A state official on Wednesday announced that Osawatomie State Hospital has stopped admitting patients.
Addressing a meeting in Topeka of the Kansas Mental Health Coalition, Ted Jester, assistant director of mental health services at the Kansas Department for Aging and Disability Services, said admissions were suspended Saturday evening when the hospital’s census reached 146 patients.
“This is an unprecedented time in the state of Kansas,” Jester said, noting that the law allowing the hospital to turn away involuntary-admission patients, all of whom have been found to pose a danger to themselves or others, passed in 1986.
“That law has never been used until last week,” he said.
Osawatomie State Hospital is the larger of the two state-run inpatient facilities for adults with severe and persistent mental illness. The other state hospital is in Larned.
Earlier this year, KDADS officials limited the Osawatomie hospital’s daily census to 146 patients after federal surveyors cited the facility for having too many patients, not having enough staff and not doing enough to prevent suicidal patients from hanging themselves.
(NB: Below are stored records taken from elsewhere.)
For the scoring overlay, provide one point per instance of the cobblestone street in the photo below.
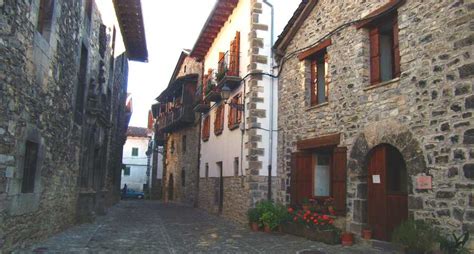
(154, 227)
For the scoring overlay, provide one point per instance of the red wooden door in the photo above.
(386, 208)
(377, 206)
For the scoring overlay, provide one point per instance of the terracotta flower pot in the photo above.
(254, 226)
(347, 239)
(367, 234)
(267, 229)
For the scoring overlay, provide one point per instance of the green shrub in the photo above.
(454, 244)
(415, 235)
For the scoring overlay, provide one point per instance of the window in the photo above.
(184, 143)
(134, 151)
(319, 70)
(81, 84)
(319, 78)
(183, 177)
(321, 175)
(206, 128)
(219, 120)
(29, 168)
(126, 171)
(236, 166)
(384, 50)
(235, 115)
(45, 17)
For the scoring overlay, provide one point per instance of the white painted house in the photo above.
(238, 153)
(135, 159)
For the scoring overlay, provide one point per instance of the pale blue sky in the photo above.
(171, 26)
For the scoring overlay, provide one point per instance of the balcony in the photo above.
(177, 103)
(228, 73)
(176, 118)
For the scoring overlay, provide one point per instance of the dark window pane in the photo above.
(29, 169)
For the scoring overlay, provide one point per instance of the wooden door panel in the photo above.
(377, 208)
(397, 212)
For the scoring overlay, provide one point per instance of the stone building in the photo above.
(135, 159)
(236, 154)
(375, 110)
(63, 81)
(177, 130)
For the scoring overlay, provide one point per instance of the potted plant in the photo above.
(367, 234)
(254, 217)
(347, 239)
(415, 236)
(306, 204)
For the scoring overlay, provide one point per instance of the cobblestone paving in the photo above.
(154, 227)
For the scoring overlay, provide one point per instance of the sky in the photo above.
(170, 27)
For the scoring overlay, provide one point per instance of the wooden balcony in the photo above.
(176, 118)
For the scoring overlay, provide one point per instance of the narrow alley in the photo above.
(155, 227)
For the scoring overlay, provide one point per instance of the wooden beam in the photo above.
(319, 142)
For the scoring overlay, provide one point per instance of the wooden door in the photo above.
(221, 188)
(387, 198)
(170, 187)
(377, 206)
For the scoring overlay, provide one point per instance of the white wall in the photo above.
(137, 164)
(227, 145)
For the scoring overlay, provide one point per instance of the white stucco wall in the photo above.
(137, 164)
(226, 146)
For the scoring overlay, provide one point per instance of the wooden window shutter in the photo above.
(314, 84)
(396, 49)
(326, 76)
(230, 116)
(374, 56)
(338, 179)
(301, 177)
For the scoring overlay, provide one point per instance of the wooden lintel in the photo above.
(319, 142)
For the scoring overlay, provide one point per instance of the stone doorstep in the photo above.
(383, 246)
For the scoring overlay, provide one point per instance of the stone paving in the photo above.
(137, 226)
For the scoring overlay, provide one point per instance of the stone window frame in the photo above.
(308, 58)
(46, 17)
(134, 151)
(21, 203)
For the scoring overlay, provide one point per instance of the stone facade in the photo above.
(39, 128)
(426, 113)
(180, 159)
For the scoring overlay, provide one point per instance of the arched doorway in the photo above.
(387, 190)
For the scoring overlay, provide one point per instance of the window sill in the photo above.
(317, 106)
(388, 82)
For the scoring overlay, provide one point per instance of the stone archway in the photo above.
(384, 132)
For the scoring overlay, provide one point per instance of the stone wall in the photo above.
(38, 79)
(426, 113)
(180, 161)
(236, 199)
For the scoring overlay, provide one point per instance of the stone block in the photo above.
(468, 170)
(445, 194)
(415, 203)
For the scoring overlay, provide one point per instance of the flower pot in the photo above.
(367, 234)
(267, 229)
(347, 239)
(254, 226)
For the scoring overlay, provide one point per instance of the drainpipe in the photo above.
(270, 140)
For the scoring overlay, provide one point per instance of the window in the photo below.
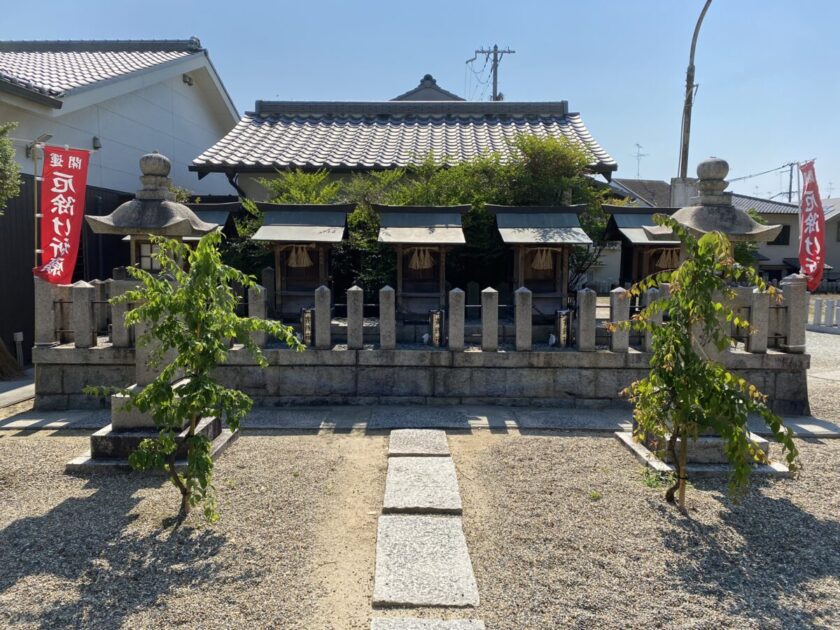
(783, 238)
(147, 262)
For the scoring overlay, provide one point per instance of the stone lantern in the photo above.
(715, 212)
(153, 211)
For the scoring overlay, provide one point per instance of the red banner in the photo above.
(811, 228)
(62, 208)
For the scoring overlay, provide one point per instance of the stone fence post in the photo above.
(796, 298)
(619, 312)
(759, 322)
(489, 320)
(121, 337)
(586, 320)
(456, 319)
(355, 318)
(322, 318)
(387, 318)
(81, 315)
(818, 312)
(651, 295)
(523, 324)
(258, 309)
(44, 313)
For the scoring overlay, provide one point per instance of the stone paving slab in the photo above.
(411, 623)
(421, 485)
(384, 418)
(422, 561)
(418, 442)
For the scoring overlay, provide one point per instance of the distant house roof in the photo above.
(49, 71)
(428, 90)
(655, 193)
(353, 136)
(523, 225)
(421, 225)
(289, 223)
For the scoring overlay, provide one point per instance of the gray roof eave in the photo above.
(29, 94)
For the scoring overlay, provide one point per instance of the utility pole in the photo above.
(496, 56)
(689, 97)
(639, 156)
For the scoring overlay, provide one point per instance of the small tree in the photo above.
(9, 169)
(193, 313)
(687, 392)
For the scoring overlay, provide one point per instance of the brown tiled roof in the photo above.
(53, 69)
(380, 135)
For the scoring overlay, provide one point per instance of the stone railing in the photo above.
(81, 313)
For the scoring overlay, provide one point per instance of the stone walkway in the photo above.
(421, 552)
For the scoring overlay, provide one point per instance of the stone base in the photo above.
(706, 449)
(110, 449)
(694, 470)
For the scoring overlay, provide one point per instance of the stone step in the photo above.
(412, 623)
(421, 485)
(418, 442)
(422, 561)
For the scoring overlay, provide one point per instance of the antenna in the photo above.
(639, 156)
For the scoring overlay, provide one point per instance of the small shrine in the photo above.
(542, 238)
(152, 212)
(641, 253)
(302, 237)
(421, 236)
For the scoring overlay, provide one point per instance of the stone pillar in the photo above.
(651, 295)
(489, 320)
(456, 319)
(44, 313)
(355, 318)
(586, 320)
(322, 318)
(387, 318)
(759, 322)
(268, 280)
(818, 312)
(522, 298)
(829, 313)
(81, 315)
(121, 337)
(100, 309)
(619, 312)
(796, 299)
(258, 309)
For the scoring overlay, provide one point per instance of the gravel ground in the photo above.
(824, 375)
(96, 552)
(563, 533)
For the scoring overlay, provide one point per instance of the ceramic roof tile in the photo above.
(352, 136)
(56, 68)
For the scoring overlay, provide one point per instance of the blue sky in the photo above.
(769, 70)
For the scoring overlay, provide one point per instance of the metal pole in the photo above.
(689, 96)
(495, 69)
(35, 196)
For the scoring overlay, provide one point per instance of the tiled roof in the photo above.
(379, 135)
(763, 206)
(56, 68)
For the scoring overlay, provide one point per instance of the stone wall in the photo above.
(428, 376)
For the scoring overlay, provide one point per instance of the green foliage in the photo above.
(191, 314)
(298, 186)
(687, 392)
(9, 169)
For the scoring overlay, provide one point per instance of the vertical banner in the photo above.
(62, 209)
(811, 228)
Previously, the hospital had a licensed capacity of 206 patients.
“Once we hit 146, we had to declare a moratorium,” Jester said.
It’s not clear how long the moratorium will remain in effect, he said, noting that on Wednesday five of the hospital’s then-145 patients were “expected discharges.”
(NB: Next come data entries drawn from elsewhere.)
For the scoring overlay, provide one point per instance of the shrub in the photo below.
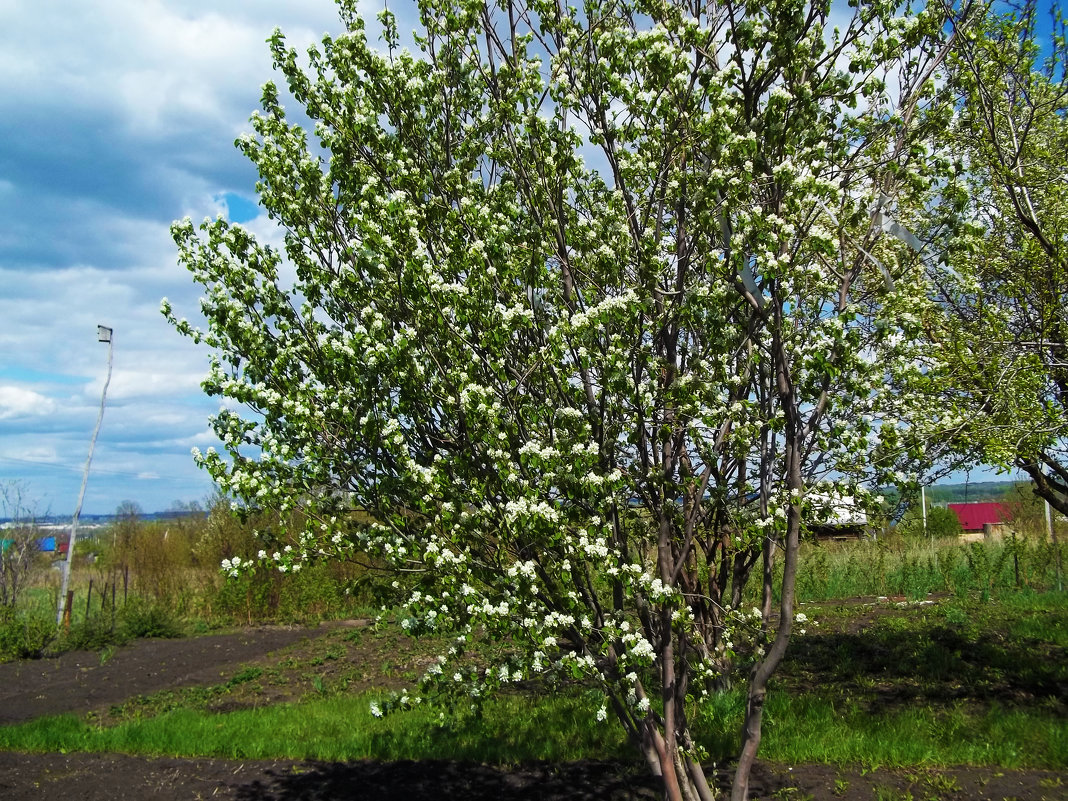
(147, 619)
(25, 635)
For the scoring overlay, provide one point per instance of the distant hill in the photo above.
(90, 520)
(942, 493)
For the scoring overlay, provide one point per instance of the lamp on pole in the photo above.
(103, 334)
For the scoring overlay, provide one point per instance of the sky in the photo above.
(116, 118)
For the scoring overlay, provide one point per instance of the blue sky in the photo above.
(118, 116)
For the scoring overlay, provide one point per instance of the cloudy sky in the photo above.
(118, 116)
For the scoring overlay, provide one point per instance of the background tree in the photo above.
(577, 406)
(1004, 332)
(19, 549)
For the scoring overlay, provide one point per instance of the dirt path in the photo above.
(82, 681)
(107, 776)
(78, 681)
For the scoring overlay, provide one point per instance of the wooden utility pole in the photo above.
(103, 334)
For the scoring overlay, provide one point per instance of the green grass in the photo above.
(805, 728)
(514, 728)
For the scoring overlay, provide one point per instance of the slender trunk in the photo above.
(764, 669)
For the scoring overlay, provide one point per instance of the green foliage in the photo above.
(914, 567)
(148, 619)
(1001, 222)
(941, 523)
(25, 634)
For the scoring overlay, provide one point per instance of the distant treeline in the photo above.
(108, 519)
(973, 491)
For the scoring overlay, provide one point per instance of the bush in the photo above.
(941, 523)
(25, 635)
(146, 619)
(92, 633)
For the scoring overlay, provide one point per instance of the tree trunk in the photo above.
(764, 669)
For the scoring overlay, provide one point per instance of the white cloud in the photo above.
(16, 402)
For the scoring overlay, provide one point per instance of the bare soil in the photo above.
(269, 664)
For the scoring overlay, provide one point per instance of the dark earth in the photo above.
(104, 685)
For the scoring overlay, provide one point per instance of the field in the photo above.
(953, 685)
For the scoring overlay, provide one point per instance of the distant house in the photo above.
(986, 518)
(836, 517)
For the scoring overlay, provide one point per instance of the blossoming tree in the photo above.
(576, 305)
(1003, 335)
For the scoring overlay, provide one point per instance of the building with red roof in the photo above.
(977, 516)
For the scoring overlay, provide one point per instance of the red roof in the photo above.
(973, 516)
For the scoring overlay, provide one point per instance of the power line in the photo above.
(72, 468)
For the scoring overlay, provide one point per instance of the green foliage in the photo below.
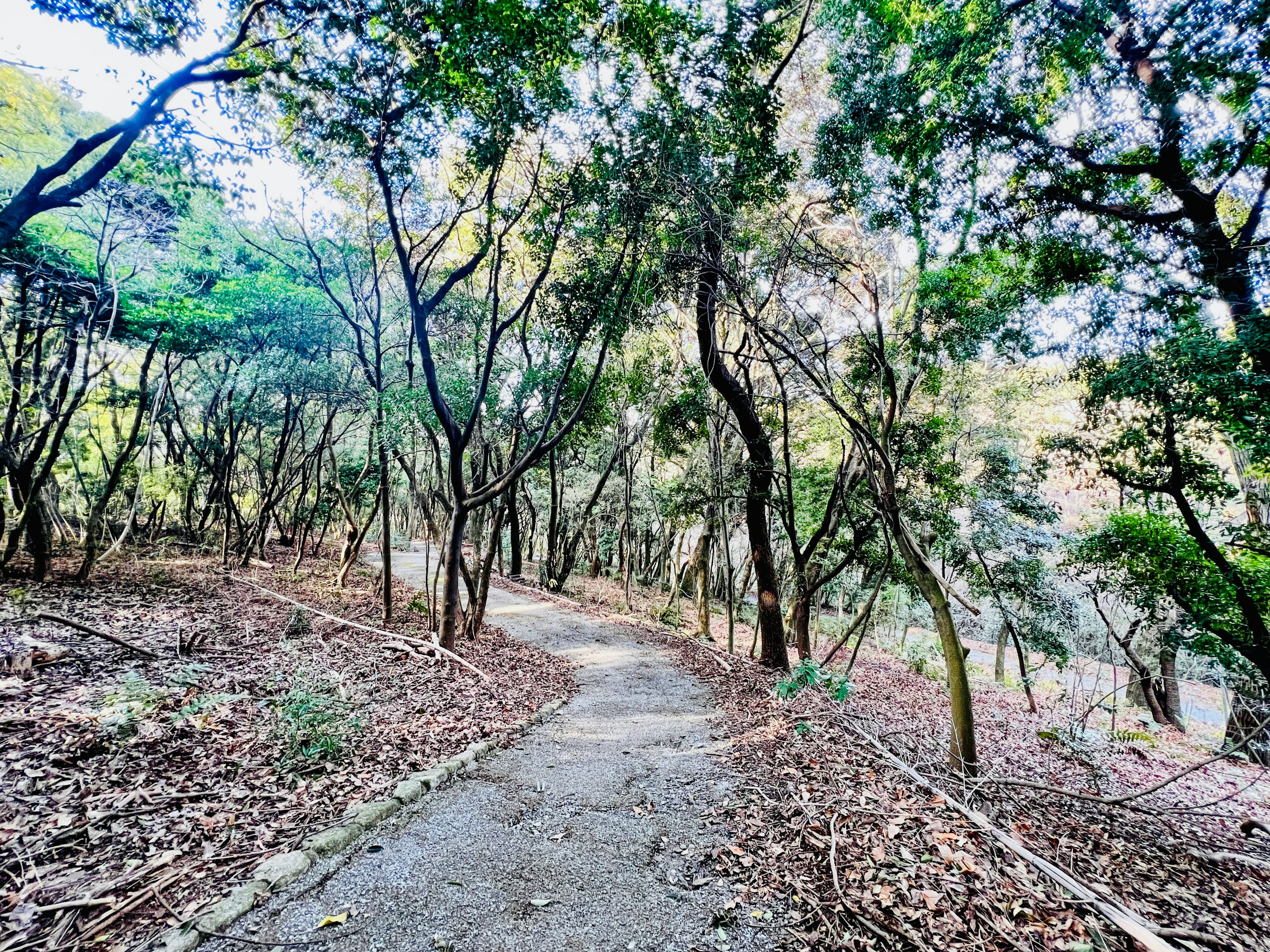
(681, 420)
(925, 658)
(130, 702)
(313, 727)
(810, 674)
(1147, 556)
(149, 27)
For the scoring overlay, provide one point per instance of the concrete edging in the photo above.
(284, 869)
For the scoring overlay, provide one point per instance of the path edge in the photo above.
(284, 869)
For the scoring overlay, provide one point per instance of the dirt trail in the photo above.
(540, 847)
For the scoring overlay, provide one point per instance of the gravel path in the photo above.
(586, 836)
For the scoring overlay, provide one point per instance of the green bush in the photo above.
(808, 674)
(314, 727)
(131, 701)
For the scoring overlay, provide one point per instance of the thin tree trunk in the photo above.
(452, 559)
(1173, 701)
(112, 482)
(759, 491)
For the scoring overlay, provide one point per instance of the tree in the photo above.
(83, 166)
(581, 228)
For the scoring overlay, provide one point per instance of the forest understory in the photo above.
(134, 790)
(912, 873)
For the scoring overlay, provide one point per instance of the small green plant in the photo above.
(926, 659)
(190, 676)
(1126, 737)
(298, 624)
(131, 701)
(313, 727)
(808, 674)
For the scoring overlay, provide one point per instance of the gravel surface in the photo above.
(592, 833)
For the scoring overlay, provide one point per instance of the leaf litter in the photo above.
(133, 786)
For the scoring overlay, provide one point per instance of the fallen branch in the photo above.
(427, 645)
(271, 944)
(1223, 856)
(1123, 798)
(91, 630)
(1123, 918)
(131, 903)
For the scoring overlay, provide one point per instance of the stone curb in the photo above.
(284, 869)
Jester assured coalition members that hospital officials were doing everything they can to find alternate placements for those affected by the moratorium.
These efforts, he said, include asking psychiatric units at private hospitals to admit some of the patients even though the units typically resist taking patients who are uninsured, admitted “involuntary” and potentially violent.
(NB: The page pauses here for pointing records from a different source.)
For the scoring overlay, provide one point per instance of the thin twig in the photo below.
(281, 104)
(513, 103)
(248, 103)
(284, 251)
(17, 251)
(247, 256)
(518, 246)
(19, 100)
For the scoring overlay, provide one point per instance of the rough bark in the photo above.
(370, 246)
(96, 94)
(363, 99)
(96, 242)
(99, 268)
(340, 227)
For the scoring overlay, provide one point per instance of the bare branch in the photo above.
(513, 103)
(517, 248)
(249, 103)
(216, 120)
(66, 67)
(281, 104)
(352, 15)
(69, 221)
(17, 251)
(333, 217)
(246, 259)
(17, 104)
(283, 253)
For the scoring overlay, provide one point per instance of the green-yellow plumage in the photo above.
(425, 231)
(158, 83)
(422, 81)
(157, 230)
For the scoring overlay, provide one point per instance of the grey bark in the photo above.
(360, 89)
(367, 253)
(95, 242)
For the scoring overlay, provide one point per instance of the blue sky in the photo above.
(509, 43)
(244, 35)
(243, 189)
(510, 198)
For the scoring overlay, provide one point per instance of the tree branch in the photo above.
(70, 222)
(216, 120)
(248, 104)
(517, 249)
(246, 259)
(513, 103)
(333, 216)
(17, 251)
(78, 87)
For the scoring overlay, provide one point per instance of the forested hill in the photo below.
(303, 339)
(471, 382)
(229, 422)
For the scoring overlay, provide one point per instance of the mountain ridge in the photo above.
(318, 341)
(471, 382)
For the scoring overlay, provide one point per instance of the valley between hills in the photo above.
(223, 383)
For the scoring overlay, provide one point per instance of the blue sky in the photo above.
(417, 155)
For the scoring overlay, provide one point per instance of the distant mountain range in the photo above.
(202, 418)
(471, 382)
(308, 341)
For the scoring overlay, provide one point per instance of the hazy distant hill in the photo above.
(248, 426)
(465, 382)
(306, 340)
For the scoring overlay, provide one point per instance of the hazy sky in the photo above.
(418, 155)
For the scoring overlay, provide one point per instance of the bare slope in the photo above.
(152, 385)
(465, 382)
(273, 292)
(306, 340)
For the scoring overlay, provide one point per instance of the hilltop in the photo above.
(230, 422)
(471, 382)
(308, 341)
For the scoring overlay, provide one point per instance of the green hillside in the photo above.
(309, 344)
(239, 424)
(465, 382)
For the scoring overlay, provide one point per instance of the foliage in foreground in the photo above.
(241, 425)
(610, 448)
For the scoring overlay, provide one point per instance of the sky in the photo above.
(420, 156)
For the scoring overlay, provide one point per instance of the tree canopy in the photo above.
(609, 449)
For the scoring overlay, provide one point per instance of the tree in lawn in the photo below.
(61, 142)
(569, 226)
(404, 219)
In Kansas, hospitals in eight cities — Hutchinson, Garden City, Kansas City, Newton, Salina, Topeka, Merriam and Wichita — have inpatient psychiatric units.
Jester said KDADS has the authority to spend $3.45 million on developing alternative settings for would-be patients who are uninsured.
“This is going to be a growing process for all of us,” Jester said, referring to the department’s search for alternatives. “We’re going to learn from it, and I’m positive this will help strengthen our system overall.”
Tisha Darland, a psychologist at COMCARE, the community mental health center in Wichita, said that in recent months it’s become commonplace for involuntary-admission patients to spend 24 to 48 hours in the city’s emergency rooms, waiting for the state hospitals to approve or deny their admission.
“We have three people who were approved (for admission to Larned State Hospital) yesterday, and they’ve still not been admitted,” Darland said. “And this morning, one of the hospitals discharged a person that we felt needed to be at Larned for their own safety.”
Jester said he would find out why Larned officials were taking so long to return the Wichita hospitals’ telephone calls.
Dr. Dennis Allin, chair of the emergency medical department at the University of Kansas Hospital, said it’s not unusual for involuntary-admission patients to spend six to 10 hours in the Kansas City, Kan., hospital’s emergency room.
“That’s fairly common,” Allin said in an interview. “It’s become part of what we’ve gotten used to.”
Still, he said, KU Hospital has had “good luck” in referring would-be patients to Rainbow Services Inc., a 22-bed KDADS-funded crisis intervention facility in Kansas City.
David Elsbury, chief executive at KANZA Mental Health and Guidance Center in Hiawatha, said KDADS overtures to the state’s 26 community mental health centers, though welcomed, have been slow in generating alternatives to hospitalization.
“They’re working on it,” he said, “but not a lot of progress has been made.”
Elsbury praised KDADS efforts to expand access to crisis intervention services but added: “Crisis intervention, by definition, involves individuals who are ‘voluntary,’ but that’s not the people we’re talking about here. The people who are affected by the moratorium are the ‘involuntaries.’”
Osawatomie State Hospital imposed a moratorium on voluntary admissions late last year.
Also Wednesday, coalition members learned that Carla Drescher was no longer director of behavioral health services at KDADS. The department, Jester said, had “no immediate plans” to fill the position.
Drescher was the third director of behavioral health services for KDADS in the past four years. Her last day was June 12.
Dave Ranney is a reporter for KHI News Service in Topeka, a partner in the Heartland Health Monitor team.